次第に町の住人がどんどんと消えていく。そして、智子の周りには不気味な現象が起こり始める。自宅に帰ると、彼女の部屋の壁に黒い影が映り込み、彼女をじっと睨んでいるように見えた。
「もう逃げられない…」そんな感覚が彼女を苛む。
智子は次第に精神が不安定になり、現実と夢の狭間で苦しむ。毎晩、影の正体を求めて彷徨い続けた。
疲れ果てた智子は意を決して町の広場に登場し、人々が影の正体について話すことを誘発する。しかし、誰一人としてその影と戦おうとはしなかった。
絶望の底に落ちた智子は、意を決して自ら「影」に向き合う決心をする。ある晩、彼女は古文書に記された通りに儀式を行い、その影を呼び出した。
すると、近隣の景色が変わりゆき、まさに彼女が追い求めた真実が無限に広がっていく。その中で彼女は、隠された影の正体が彼女自身の過去であり、恐怖なのだと悟った。
そして、彼女はそこで見たものは、全ての人々が恐れていた運命—彼女の母が影に囚われ、その呪縛によって生きながらにして命を奪われていた。彼女自身もまた、その影の中に飲み込まれようとしていたのだ。

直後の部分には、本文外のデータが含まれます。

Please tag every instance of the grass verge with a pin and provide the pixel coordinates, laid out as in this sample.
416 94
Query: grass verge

強烈な痛みと後悔が彼女を襲う。智子は涙を流しながら、「敵は私自身だったのかもしれない」と思い知らされる。
その瞬間、彼女の心に灯っていた母の幻も消えつつあり、恐怖が真実に伴う形で一つになってしまった。
彼女は母と再会し、優しい笑顔で見つめ合ったが、それはもはや温もりのある瞬間にはならなかった。
智子は自らの運命を、そして恐怖が彼女の中に潜むことで何を意味するかを受け入れなければならなかった。
彼女は、その町の影から逃げられないことをようやく理解して、新しい朝を迎えることは到底できないだろう。
物語の最後、智子は町の住人が恐れていた運命に直面し、望んでいた母の記憶を受け入れることで、彼女自身の心に潜む闇と向き合った。